By David Shepardson
WASHINGTON (Reuters) – The U.S. International Trade Commission (ITC) said on Tuesday it would open an investigation after Ericsson claimed Samsung Electronics Inc had infringed on some of its patents in 4G and next generation 5G wireless cellular communications infrastructure systems.
Ericsson said the Samsung products infringing on its patents are on the tower side of cellular communications, including antennas, radios and base stations and core network products that wirelessly connect to mobile phones and other cellular equipment.
Ericsson, which filed its complaint with the ITC on Jan. 15, also sued Samsung in U.S. District Court in Texas with allegations of patent infringement last month.
The companies did not immediately respond to requests to comment on Tuesday.
Ericsson said in the filing to the ITC that if its challenge was successful, there would be “no disruption of already established cellular networks. Ericsson’s domestic and foreign production, coupled with products from other suppliers, will be able to meet domestic market demand.”
Samsung told the ITC that Ericsson had not provided factual support for that argument.
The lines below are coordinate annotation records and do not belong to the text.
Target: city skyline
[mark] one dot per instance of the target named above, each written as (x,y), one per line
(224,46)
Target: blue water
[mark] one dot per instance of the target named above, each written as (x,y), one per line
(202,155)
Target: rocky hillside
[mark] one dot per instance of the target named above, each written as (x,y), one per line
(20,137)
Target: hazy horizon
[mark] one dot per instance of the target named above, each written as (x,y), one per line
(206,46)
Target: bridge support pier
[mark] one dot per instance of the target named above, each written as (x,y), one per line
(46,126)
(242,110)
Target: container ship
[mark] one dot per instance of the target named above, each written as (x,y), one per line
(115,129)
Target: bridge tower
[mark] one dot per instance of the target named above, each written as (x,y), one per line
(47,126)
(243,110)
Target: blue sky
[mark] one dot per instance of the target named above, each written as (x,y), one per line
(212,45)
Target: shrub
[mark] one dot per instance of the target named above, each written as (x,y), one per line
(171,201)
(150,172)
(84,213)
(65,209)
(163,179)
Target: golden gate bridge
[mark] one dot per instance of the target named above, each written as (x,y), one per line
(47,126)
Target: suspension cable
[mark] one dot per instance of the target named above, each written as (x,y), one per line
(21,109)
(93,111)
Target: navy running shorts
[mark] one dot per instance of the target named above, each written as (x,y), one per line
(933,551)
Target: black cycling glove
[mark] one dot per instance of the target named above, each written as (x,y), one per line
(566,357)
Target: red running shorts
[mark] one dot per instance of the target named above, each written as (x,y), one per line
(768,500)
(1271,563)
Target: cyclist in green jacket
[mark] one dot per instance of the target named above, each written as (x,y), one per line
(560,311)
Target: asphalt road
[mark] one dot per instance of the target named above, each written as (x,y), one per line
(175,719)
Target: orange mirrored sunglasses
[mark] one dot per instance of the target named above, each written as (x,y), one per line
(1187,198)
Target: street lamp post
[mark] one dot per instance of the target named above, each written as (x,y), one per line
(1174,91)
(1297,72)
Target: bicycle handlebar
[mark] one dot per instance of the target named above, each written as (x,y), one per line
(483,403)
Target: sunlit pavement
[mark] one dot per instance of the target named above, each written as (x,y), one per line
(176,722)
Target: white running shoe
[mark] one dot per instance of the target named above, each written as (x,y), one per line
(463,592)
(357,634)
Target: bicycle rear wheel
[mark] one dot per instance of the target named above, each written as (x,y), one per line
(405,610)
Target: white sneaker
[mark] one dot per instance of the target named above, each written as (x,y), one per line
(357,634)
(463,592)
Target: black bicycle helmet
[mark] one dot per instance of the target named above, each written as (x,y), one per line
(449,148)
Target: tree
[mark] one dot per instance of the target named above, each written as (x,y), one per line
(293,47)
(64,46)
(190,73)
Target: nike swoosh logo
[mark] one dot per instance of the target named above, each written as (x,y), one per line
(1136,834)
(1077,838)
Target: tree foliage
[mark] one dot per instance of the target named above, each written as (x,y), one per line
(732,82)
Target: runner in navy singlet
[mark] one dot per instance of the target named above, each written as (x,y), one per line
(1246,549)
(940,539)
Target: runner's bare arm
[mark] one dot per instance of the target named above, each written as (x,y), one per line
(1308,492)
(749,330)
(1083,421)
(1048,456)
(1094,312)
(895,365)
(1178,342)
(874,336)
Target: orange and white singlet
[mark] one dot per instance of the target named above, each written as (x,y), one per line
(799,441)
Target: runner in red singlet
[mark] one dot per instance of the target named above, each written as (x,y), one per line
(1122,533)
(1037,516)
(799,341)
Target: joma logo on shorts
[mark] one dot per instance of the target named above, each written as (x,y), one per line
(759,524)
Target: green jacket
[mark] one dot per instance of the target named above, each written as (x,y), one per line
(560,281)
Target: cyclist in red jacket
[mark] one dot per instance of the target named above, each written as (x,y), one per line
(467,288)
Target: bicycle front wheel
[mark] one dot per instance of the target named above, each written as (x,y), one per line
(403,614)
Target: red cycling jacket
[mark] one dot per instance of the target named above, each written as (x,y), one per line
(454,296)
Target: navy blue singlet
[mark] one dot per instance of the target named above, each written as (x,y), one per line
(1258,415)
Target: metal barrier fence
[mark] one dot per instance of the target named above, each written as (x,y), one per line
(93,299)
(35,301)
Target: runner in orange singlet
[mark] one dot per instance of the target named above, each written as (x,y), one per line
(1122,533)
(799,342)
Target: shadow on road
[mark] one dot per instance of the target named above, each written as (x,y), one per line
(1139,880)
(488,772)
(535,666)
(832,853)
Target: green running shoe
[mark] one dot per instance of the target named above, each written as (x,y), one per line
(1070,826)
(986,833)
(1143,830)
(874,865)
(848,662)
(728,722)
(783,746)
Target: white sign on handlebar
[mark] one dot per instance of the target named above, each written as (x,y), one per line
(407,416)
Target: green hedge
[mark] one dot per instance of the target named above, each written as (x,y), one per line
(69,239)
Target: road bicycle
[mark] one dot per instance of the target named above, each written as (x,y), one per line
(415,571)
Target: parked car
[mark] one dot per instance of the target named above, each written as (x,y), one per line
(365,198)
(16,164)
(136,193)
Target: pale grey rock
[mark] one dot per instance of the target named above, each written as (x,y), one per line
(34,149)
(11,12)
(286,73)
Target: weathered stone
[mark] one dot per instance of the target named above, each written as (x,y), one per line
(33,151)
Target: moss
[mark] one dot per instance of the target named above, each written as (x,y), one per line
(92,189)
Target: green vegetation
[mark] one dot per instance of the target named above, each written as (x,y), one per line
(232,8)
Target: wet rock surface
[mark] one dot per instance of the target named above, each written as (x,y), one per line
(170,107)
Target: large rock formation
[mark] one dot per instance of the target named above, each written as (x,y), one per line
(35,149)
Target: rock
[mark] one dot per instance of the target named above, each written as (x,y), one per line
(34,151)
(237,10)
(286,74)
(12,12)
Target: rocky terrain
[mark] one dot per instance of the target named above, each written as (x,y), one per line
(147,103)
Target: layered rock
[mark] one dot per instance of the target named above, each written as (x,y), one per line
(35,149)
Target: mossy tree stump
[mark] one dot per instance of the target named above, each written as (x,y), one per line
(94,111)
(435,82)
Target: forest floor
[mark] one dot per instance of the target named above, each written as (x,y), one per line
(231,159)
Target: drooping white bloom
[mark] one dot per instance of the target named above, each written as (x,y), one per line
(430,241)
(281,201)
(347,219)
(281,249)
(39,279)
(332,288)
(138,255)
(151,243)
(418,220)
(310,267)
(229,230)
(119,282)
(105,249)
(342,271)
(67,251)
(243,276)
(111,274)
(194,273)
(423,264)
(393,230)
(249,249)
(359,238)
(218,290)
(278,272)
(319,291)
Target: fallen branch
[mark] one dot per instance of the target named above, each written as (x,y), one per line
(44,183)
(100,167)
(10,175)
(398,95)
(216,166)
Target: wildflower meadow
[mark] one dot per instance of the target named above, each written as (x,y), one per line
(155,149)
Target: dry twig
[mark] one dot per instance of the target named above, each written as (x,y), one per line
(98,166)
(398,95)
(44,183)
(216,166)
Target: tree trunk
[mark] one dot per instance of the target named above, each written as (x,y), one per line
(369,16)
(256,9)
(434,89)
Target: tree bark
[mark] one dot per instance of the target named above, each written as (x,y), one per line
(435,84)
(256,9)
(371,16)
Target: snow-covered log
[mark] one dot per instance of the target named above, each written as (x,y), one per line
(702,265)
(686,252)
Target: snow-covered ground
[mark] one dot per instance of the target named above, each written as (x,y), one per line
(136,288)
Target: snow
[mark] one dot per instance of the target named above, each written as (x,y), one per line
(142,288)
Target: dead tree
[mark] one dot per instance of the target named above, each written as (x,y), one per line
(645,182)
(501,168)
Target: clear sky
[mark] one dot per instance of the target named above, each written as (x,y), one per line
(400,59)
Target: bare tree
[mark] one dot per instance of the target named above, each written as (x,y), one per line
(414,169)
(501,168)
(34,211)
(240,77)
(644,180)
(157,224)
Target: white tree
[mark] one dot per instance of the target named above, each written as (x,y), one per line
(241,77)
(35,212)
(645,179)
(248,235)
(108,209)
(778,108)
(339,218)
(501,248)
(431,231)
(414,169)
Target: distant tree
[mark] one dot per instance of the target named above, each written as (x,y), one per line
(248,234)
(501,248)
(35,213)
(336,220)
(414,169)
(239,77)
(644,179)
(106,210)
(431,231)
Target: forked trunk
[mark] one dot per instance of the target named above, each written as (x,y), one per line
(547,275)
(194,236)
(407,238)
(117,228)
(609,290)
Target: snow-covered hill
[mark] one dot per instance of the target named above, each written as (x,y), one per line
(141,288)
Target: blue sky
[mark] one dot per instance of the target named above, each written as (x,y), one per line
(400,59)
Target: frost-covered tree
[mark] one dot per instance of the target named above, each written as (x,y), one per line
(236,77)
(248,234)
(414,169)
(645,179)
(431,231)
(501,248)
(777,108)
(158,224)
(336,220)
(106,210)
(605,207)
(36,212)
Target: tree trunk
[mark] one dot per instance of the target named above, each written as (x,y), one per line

In a court filing, Samsung said that over the last two years, its U.S. unit provided thousands of 5G base stations to U.S. carriers including Verizon, T-Mobile, and AT&T Inc.
The ITC announced the investigation in a press release. The commission said it “has not yet made any decision on the merits of the case.” It will assign the case to an administrative law judge who will schedule an evidentiary hearing and make an initial determination as to whether there is a violation.
The last patent royalty dispute between the two companies was in 2012 when Ericsson took legal action against the South Korean company with allegations of patent infringements.
It took two years to resolve, with Samsung paying the Swedish company $650 million along with years of royalties to end the battle.